Fact-Checking FRC's Health Care Ad
Last week we posted the Family Research Council's television ad opposing health care reform which claims that the legislation would mandate coverage for abortion while denying seniors needed medical coverage.
Factcheck.org took at look at the claims made by FRC in the ad and concluded that they were misleading, if not outright false, but I wanted to focus on something that has been confusing me about the Right's talking points in opposing this legislation; namely, their claim that a government program would lead to health care "rationing" as if such "rationing" doesn't already take place every day when private insurers refuse or deny coverage.
Fact Check asked FRC's Tom McClusky where they got the idea that the legislation would result in denying the elderly necessary medical procedures:
We asked FRC’s McClusky about the basis for the ad’s assertion that the federal plan wouldn’t pay for the elderly man’s surgery, which was portrayed as a rationing of care. (We’re not told what kind of surgery the man wanted to have, or why it was denied, both important details.)
McClusky cited a June 24 town hall meeting on health care that was held in the East Room of the White House and broadcast on ABC. At the event, Obama responded to a woman who said her 105-year-old mother had received a pacemaker several years earlier, despite being told by some doctors that she was too old. According to McClusky, Obama answered that under a revamped health care system, "the government will look into what is best for her, whether it’s a pill or surgery or whatever." Said McClusky, "That’s rationing."
Fact Check points out that, in the exchange McClusky cited, President Obama actually said the opposite:
The president didn’t say that government would decide what treatments or procedures would be allowed. He said the opposite: "I don’t want bureaucracies making those decisions," and "we want doctors and medical experts to be making decisions," based on scientific evidence of what is likely to result.
But the really interesting exchange came when Fact Check asked McClusky why they were making this claim a central part of their ad considering that private insurers routinely deny coverage for necessary medical treatment:
We don’t know whether or not some form of rationing would eventually take place if one of the pending bills were to become law.
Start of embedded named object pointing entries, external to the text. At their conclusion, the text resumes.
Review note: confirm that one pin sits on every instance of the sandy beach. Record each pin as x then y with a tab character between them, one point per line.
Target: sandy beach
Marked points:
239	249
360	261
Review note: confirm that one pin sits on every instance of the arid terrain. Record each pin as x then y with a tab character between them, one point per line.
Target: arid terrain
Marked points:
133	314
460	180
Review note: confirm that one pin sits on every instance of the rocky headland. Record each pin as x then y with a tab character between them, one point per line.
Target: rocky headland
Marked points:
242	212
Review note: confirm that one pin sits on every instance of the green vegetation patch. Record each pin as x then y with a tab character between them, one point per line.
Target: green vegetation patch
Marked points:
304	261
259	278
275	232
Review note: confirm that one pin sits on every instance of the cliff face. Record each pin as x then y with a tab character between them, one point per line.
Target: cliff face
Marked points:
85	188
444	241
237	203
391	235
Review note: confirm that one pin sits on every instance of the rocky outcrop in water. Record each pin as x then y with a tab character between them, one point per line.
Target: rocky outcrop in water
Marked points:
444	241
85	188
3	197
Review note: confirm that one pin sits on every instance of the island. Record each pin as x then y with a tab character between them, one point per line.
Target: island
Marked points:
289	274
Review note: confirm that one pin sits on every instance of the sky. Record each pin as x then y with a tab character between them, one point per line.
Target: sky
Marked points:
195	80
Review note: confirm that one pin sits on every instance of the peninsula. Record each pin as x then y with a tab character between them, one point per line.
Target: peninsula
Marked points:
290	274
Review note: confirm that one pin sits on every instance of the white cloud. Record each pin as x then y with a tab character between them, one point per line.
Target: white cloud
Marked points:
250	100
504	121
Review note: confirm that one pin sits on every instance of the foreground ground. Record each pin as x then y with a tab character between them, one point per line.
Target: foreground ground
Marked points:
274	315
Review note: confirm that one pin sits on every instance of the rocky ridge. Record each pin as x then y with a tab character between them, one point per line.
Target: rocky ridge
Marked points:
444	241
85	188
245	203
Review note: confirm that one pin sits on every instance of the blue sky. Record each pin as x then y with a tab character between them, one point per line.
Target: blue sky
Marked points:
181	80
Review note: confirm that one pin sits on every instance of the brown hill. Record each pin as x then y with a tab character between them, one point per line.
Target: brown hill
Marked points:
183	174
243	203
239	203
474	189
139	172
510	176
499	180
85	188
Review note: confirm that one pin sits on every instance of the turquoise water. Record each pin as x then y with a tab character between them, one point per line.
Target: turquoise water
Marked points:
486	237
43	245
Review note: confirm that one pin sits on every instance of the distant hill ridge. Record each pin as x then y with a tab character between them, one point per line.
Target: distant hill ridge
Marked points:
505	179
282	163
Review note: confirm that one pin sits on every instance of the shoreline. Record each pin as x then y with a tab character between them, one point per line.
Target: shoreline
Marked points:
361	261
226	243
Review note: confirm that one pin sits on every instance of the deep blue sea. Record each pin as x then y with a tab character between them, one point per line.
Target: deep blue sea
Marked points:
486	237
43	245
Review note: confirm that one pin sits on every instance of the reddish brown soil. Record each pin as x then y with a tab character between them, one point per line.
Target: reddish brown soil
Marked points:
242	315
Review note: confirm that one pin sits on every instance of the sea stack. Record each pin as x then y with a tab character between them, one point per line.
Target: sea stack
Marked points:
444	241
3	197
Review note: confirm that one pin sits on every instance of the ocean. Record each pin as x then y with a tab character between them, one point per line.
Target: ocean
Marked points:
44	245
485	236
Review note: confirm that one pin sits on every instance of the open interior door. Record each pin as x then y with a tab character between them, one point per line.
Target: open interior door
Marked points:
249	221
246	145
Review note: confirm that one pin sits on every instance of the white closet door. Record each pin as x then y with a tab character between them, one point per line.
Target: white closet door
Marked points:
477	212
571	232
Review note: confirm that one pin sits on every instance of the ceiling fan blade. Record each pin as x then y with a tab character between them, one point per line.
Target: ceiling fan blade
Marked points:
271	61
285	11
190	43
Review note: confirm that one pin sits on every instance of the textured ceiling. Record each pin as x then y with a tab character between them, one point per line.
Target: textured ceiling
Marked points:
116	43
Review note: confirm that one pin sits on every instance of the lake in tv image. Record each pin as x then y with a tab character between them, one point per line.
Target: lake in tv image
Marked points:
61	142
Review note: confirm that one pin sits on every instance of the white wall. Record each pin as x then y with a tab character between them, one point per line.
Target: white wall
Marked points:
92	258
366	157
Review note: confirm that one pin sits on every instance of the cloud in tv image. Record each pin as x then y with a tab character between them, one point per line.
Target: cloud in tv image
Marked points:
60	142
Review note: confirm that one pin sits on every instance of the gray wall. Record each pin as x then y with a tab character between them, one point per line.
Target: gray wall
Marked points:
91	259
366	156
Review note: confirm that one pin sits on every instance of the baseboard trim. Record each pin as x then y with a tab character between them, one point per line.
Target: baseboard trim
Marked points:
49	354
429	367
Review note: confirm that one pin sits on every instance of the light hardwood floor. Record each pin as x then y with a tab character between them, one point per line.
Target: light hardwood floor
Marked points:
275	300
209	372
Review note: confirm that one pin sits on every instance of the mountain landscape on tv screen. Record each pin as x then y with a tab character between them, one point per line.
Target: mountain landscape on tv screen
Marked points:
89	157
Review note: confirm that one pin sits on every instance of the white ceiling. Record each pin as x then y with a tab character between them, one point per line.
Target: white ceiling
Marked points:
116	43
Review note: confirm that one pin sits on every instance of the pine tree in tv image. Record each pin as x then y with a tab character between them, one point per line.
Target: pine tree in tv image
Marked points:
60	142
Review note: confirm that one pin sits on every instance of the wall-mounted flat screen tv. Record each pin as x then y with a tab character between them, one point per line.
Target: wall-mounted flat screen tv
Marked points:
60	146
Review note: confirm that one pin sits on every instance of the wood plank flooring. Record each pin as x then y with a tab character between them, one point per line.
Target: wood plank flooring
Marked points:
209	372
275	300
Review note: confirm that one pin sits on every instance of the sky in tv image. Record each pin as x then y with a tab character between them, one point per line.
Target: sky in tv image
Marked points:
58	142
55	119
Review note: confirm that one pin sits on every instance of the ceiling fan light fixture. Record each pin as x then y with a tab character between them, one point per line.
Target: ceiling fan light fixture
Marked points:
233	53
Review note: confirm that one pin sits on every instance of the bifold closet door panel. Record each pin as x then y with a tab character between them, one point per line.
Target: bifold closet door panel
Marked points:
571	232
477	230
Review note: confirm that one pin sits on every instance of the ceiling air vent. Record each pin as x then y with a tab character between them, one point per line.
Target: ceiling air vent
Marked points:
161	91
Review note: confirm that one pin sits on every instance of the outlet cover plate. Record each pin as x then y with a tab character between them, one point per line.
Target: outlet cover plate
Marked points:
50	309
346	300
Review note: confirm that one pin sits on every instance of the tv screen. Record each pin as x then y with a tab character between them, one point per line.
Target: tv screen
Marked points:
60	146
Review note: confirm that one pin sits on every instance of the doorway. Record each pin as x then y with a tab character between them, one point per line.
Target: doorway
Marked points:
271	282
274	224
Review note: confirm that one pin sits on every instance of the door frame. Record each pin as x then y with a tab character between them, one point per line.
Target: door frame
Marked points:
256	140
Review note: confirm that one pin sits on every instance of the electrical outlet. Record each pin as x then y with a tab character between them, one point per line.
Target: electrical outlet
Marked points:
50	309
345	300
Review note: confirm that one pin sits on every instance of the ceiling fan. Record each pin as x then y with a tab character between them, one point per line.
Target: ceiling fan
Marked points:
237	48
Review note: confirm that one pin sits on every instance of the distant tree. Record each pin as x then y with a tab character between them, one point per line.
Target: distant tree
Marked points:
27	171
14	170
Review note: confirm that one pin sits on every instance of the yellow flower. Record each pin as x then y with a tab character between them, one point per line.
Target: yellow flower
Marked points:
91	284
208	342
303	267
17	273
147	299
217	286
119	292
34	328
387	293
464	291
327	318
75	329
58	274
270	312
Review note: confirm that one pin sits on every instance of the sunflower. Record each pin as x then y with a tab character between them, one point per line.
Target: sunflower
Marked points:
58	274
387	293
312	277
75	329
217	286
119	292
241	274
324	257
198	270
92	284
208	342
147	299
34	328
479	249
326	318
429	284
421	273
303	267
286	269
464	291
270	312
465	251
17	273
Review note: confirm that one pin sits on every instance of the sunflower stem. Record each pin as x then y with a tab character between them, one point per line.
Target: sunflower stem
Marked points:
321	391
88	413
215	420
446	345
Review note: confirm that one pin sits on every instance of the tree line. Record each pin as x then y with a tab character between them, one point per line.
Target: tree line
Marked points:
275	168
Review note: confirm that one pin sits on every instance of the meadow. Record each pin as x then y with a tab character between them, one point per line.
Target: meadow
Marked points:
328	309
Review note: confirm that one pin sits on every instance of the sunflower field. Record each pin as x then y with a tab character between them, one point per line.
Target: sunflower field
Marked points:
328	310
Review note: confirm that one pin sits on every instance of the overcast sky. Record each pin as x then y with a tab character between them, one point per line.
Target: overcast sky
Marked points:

We would note, as does Obama, that denials of coverage are routine among private health insurance companies and under Medicare in our current system, and we asked McClusky about that. Why would such decisions about care be more objectionable under a public plan, for instance, than they are when Aetna or UnitedHealthcare denies coverage? "We find it more troubling when the federal government is doing it," he said. "It’s the 800-lb gorilla."
So if your insurance provider refuses to cover necessary medical costs, FRC sees that perfectly acceptable, but if "the federal government is doing it" then it is an absolute outrage.
In essence, FRC is taking a standard practice among private insurers and using it to try and scare people into opposing "government-run" health care … all in an effort to ensure that private insurers will remain free to continue to do the very thing they are warning that the government would do.